En maar spelen met zijn Phi Bèta Kappa! Gaunt durfde te wedden dat die vent wist dat hij de universiteit niet had afgemaakt. 'Wanneer dat eenmaal goed brandt, Mr. Gaunt, beklaag ik de man - of de firma - die te dicht bij dat vuur zit.'
Gaunt schraapte zijn keel maar zei niets. Hij voelde zich een beetje als Marie Antoinette. Zo voelde het aan, dacht hij, wanneer je wachtte tot het mes van de guillotine zou vallen.
'Wij op Capitol Hill houden de vinger aan de pols bij de steeds groeiende onrust in Amerika, en wij zijn vastbesloten adequaat en met kracht te reageren op wat het volk wil.'
'Wat jullie willen, zul je bedoelen,' zei Gaunt binnensmonds.
'Wat?' Minton leunde naar voren, plotseling zo alert als een terriër die zijn prooi ruikt. 'Wat zei u?'
'Ik schraapte alleen maar mijn keel.'
Minton rechtte zijn rug. 'Wat het volk in de Verenigde Staten wil, is dat Japan hen niet voor de voeten loopt. En dat, Mr. Gaunt, is precies wat het Congres van dit land van plan is te bewerkstelligen.'
Met een klap legde hij een dubbelgevouwen stuk papier op het bureau neer. 'Ik ben officier van justitie bij het Departement van Justitie. Ik ben hier om u, Harley Gaunt, directeur van Tomkin-Sato Industries in Amerika, mee te delen dat u bent gedagvaard door de Senaat van de Verenigde Staten van Amerika en met u tevens Nicholas Linnear, voorzitter van de Raad van Beheer van Tomkin-Sato Industries. Ik moet u ook meedelen dat er, in opdracht van senator Rance Bane, een onderzoek naar u zal worden ingesteld door de Senaatscommissie voor Strategisch Economisch Toezicht. U wordt hierbij opgedragen om donderdag over een week precies om tien uur 's morgens voor de Commissie te verschijnen.'
Senator Rance Bane, herhaalde Gaunt bij zichzelf. Na het horen van die naam was hij eigenlijk opgehouden te luisteren naar de rest van Mintons opgeblazen gezwets.

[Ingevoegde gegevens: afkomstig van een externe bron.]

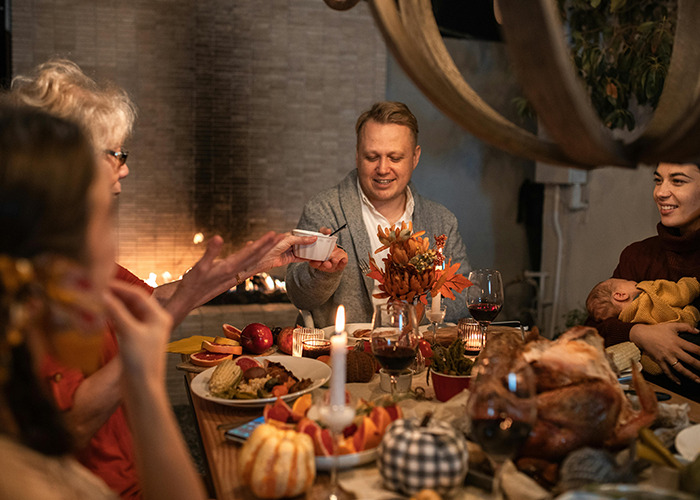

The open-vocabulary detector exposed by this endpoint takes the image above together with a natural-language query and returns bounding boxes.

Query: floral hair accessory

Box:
[0,255,106,382]
[367,222,471,305]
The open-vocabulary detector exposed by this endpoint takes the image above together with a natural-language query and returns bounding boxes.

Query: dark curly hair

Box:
[0,100,96,455]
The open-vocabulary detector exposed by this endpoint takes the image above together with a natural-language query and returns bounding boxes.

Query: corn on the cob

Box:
[605,342,641,372]
[209,359,243,399]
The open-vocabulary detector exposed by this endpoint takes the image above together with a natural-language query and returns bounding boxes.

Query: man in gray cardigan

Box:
[286,102,470,328]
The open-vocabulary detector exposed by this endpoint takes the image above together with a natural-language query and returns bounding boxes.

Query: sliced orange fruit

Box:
[338,436,357,455]
[292,392,313,418]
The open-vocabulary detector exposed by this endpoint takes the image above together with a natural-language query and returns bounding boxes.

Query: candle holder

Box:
[292,327,324,358]
[301,339,331,358]
[457,318,486,356]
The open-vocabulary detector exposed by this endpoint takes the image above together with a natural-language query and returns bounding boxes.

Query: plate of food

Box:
[323,323,455,341]
[316,447,378,471]
[190,356,331,408]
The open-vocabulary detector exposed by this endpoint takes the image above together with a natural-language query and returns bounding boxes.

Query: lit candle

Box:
[430,292,442,314]
[331,305,348,406]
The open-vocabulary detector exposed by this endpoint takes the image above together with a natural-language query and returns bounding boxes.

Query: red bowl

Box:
[430,371,472,402]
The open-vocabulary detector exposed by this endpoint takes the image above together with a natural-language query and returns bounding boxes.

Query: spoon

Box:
[328,222,348,236]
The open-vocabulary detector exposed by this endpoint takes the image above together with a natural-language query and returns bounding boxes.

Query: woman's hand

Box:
[630,323,700,384]
[104,280,172,382]
[257,233,316,272]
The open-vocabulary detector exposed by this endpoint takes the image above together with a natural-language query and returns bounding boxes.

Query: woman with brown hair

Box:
[0,106,205,499]
[591,163,700,398]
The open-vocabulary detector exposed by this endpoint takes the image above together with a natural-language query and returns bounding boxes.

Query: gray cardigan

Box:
[286,170,471,328]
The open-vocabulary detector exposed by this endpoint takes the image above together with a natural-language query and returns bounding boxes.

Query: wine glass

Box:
[370,302,420,399]
[425,297,447,342]
[467,269,503,341]
[467,359,537,478]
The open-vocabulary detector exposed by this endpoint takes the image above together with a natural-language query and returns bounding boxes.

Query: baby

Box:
[586,278,700,327]
[586,278,700,375]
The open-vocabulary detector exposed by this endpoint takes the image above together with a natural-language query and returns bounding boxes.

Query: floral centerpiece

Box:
[367,222,471,318]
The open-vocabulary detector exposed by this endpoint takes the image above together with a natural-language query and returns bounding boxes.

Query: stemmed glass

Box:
[467,360,537,479]
[425,298,447,342]
[370,301,420,399]
[467,269,503,348]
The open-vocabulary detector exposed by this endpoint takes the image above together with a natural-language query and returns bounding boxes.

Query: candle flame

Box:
[144,273,158,288]
[335,304,345,334]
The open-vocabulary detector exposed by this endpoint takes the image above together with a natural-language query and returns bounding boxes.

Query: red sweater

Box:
[588,223,700,346]
[42,266,153,499]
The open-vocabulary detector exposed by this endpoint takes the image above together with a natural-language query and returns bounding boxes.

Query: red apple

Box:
[240,323,272,354]
[277,326,294,354]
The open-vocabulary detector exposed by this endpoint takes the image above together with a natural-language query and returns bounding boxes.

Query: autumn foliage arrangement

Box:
[367,222,471,312]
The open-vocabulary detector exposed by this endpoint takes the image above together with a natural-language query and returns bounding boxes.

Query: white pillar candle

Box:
[430,292,442,313]
[331,305,348,406]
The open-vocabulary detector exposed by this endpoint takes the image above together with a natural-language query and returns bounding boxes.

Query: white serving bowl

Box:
[292,229,338,261]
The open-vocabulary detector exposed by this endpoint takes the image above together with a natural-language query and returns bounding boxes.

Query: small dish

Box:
[379,368,413,394]
[316,448,377,471]
[190,355,331,408]
[676,424,700,462]
[292,229,338,261]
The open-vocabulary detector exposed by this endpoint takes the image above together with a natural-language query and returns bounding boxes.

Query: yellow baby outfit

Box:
[619,278,700,375]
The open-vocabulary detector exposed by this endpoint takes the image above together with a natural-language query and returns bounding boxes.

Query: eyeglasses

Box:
[105,149,129,167]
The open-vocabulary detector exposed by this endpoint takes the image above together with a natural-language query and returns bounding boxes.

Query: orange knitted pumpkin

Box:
[238,424,316,498]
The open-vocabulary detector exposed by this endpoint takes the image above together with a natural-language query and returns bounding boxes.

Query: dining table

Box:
[183,336,700,500]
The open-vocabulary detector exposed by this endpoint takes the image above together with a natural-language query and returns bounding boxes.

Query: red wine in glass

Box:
[370,301,420,398]
[468,302,503,323]
[374,345,416,373]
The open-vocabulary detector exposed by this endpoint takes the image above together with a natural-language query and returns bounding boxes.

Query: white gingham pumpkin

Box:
[377,419,468,495]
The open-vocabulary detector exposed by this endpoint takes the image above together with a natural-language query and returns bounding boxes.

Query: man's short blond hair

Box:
[355,101,418,147]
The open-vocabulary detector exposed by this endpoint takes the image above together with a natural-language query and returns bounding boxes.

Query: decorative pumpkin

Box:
[377,415,468,496]
[238,424,316,498]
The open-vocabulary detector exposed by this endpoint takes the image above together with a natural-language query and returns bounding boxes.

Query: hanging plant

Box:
[515,0,677,130]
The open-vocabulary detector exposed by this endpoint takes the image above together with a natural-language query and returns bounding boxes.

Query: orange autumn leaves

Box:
[367,222,471,304]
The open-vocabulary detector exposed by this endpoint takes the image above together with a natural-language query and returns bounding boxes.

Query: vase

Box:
[430,370,472,403]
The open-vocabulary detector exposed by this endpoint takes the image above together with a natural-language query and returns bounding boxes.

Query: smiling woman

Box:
[594,163,700,400]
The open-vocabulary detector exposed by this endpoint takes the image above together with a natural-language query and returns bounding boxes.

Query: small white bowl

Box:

Bane was een Democraat uit Texas die zijn zinnen had gezet op het Witte Huis, waar de schuldenlast van de afgelopen jaren maar niet kleiner wilde worden - of er nu een Democraat of een Republikein zat. Rance Bane was een opportunist, afkomstig uit het hart van het Amerikaanse zuidwesten, uit een staat die misschien gebukt ging onder economische ellende, maar nog steeds bekendstond als de bakermat van Amerika's stuwende kracht, van cowboys tot Texas Rangers, van vechtersbazen tot senatoren. Wat Rance Bane ten voeten uit was: de grootste vijand van de president, en zich presenterend als de betrouwbaarste bondgenoot van Amerika en de Amerikanen. Maar in feite was Bane slechts een slimme, fotogenieke knul met flair voor de moderne politiek, die wist hoe hij adverteerders en de media moest bespelen. Zijn staat, en andere staten in het zuiden en het middenwesten, waren fervente voorstanders van het protectionisme. Werk en banen kwijtraken aan Japanners was geen lolletje, en Bane had deze economische angst op-gemerkt en aangewakkerd tot een brandhaard van paranoia. Het meest beangstigend was dat hij daarin niet alleen stond.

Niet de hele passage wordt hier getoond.